I see you have gone for a film cap for the input :) and a star ground on the PCB itself.
The only suggestions I could offer are to make sure the 220mfd rail caps are physically big enough on the PCB, on my test DipTrace layout I should have gone to the next can size up.
The other point is the print around R14, the 22 K feedback resistor. I learnt this from Doug Selfs articles some 15 years ago now, that the "correct" take off for the speaker and the feedback point should be as close together as possible. It sounds so obvious but so many amps fail on this one point alone. The current distribution through that print is anything but constant due to it's small but finite resistance, particularly so in a class AB amp where distortion from the rails creeps in. It's the most important connection in the amp. If you could move a probe around that print with the amp working the distortion characteristics would vary greatly. If you look at my layout that "spidery" connection is an attempt to get the two points as close together on the board as possible. The junction of R14 and R26 (are you putting your R26 off PCB, which is fine but again it's a vital part of the design) is the ONLY point in the amp where the output is corrected by the feedback and is a true representation of the input.
--- I see you have both a preset and R8. I put two R8's on mine so I could get a closer value to whatever the pot setting was. It's just me-- I don't like presets, particularly when there are a few milliamps going through the wiper. As I say -- you just don't know what they get up to when your not watching"
Fantastic job though.
Regards Karl
 
nigelwright7557 said:
I reckon it would have to be glued onto a MOSFET as the heatsink I use is huge and just never gets warm but the transistors do if worked hard.

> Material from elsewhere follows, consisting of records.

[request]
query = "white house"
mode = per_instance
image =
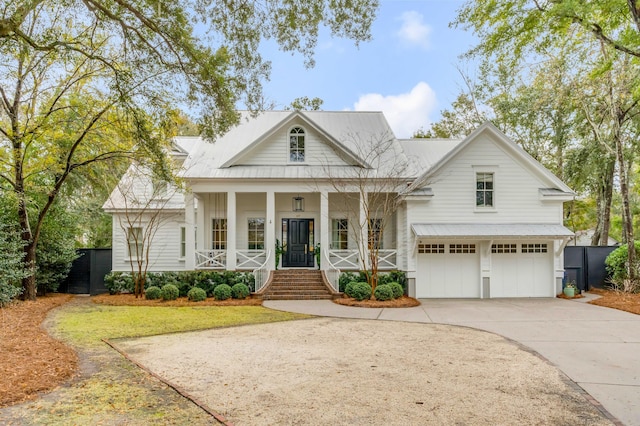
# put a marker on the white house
(475, 218)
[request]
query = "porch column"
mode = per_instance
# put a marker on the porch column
(364, 228)
(325, 227)
(189, 222)
(200, 226)
(270, 225)
(231, 231)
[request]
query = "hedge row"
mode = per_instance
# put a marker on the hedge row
(122, 282)
(398, 277)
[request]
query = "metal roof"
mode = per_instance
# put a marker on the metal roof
(470, 230)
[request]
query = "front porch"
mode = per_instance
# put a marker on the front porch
(263, 231)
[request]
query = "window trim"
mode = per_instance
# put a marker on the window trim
(339, 231)
(493, 170)
(255, 230)
(140, 247)
(303, 134)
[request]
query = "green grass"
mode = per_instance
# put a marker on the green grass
(86, 325)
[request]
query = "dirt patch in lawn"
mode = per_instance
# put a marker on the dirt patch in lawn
(629, 302)
(32, 361)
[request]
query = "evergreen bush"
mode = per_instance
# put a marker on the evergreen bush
(222, 292)
(196, 294)
(170, 292)
(397, 289)
(118, 282)
(383, 292)
(152, 293)
(361, 291)
(240, 291)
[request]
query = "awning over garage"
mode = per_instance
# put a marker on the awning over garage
(490, 231)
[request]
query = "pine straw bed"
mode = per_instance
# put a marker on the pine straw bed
(32, 361)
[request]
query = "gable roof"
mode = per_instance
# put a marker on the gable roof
(505, 143)
(341, 130)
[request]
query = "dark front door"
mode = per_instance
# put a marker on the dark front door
(299, 237)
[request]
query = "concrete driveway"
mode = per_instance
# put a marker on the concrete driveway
(598, 348)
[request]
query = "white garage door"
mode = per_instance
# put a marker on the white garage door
(448, 270)
(522, 270)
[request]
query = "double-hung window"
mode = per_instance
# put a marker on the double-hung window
(484, 190)
(340, 234)
(296, 145)
(375, 234)
(134, 242)
(255, 236)
(219, 234)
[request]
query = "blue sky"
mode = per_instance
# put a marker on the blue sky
(409, 70)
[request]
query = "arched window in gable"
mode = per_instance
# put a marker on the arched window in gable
(296, 145)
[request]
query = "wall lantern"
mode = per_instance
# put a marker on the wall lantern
(298, 204)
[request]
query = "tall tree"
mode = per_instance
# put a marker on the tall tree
(73, 70)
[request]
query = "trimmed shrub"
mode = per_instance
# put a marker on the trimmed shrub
(170, 292)
(239, 291)
(397, 290)
(383, 292)
(222, 292)
(196, 294)
(118, 282)
(617, 262)
(153, 293)
(349, 288)
(344, 279)
(361, 291)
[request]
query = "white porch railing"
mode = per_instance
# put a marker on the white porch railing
(250, 259)
(332, 273)
(211, 259)
(344, 259)
(387, 259)
(261, 274)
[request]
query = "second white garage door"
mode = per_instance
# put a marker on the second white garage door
(448, 270)
(522, 270)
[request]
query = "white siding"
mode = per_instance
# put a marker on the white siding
(516, 191)
(275, 150)
(165, 246)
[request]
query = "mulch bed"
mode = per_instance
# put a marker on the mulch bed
(401, 302)
(629, 302)
(132, 300)
(32, 361)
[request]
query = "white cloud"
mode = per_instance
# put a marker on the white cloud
(406, 112)
(413, 30)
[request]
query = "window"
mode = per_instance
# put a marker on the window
(430, 248)
(160, 189)
(183, 242)
(484, 189)
(462, 248)
(134, 242)
(296, 145)
(340, 234)
(256, 234)
(504, 248)
(375, 234)
(534, 248)
(219, 234)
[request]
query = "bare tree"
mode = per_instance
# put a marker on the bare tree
(372, 193)
(144, 205)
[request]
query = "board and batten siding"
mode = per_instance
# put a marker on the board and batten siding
(165, 247)
(516, 192)
(275, 150)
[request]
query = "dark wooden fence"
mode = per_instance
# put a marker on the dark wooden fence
(585, 265)
(88, 272)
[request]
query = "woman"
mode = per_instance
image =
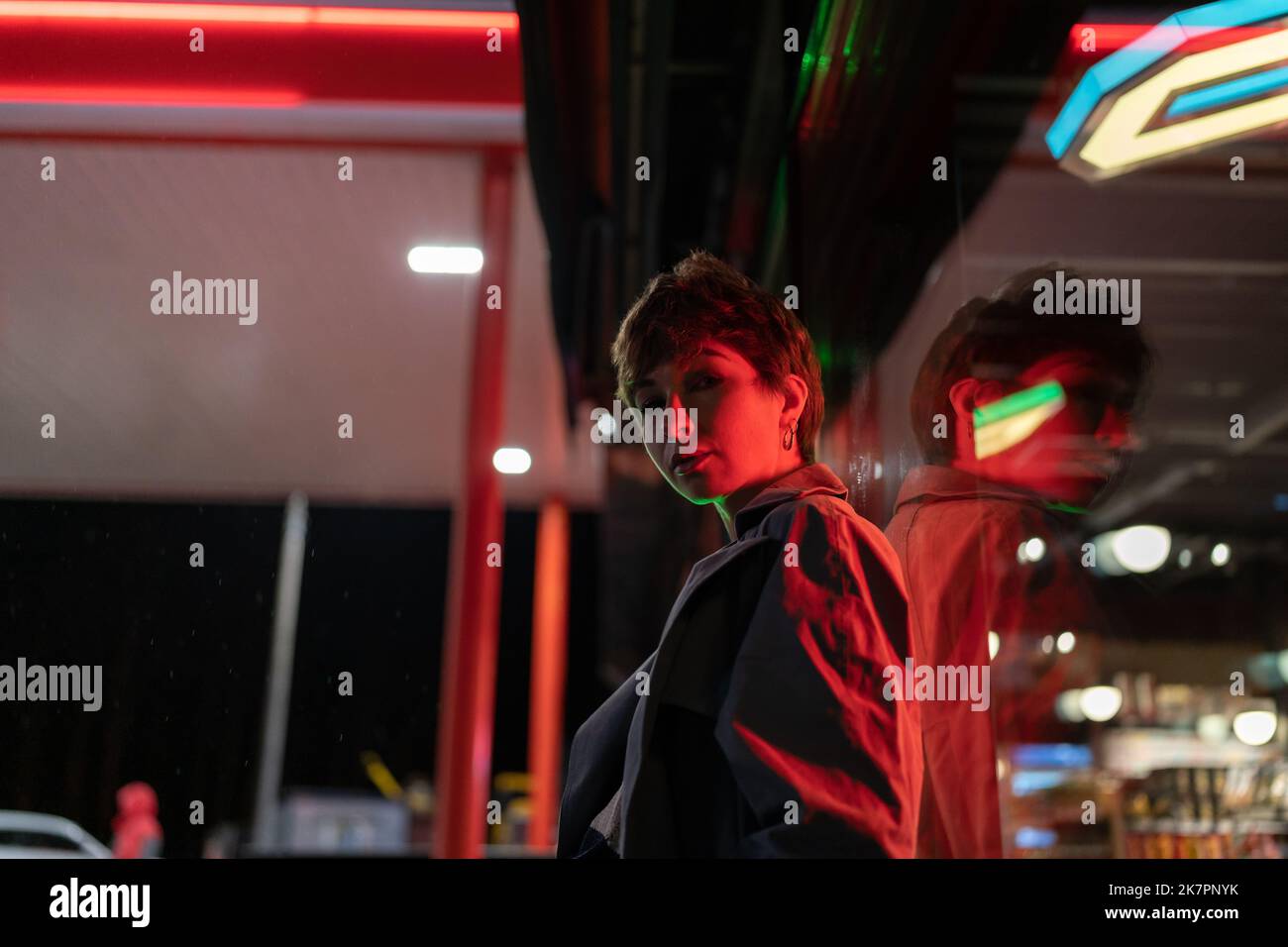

In this circuit, the bias transistor should not be mounted in contact with the main output devices it should be mounted in contact with the drivers. This is because with the CFP type output stage, the local feedback loop takes the output thermal changes out of the equation. In fact if you sense the output temperature, the thermal stability will be very bad. Ideally the drivers should have their own little heatsink.
 
Mooly said:
Nigel,
You mention ground planes. I have never really looked into this as far as audio goes ( audio power anyway ). The technique does certainly have it's uses though.


You can eitehr add another layer with a ground plane or simply add a ground plane on the same layer as your current copper that connects to ground.

It costs nothing to do if using the same layer as your other copper, but decreases the ground impedance.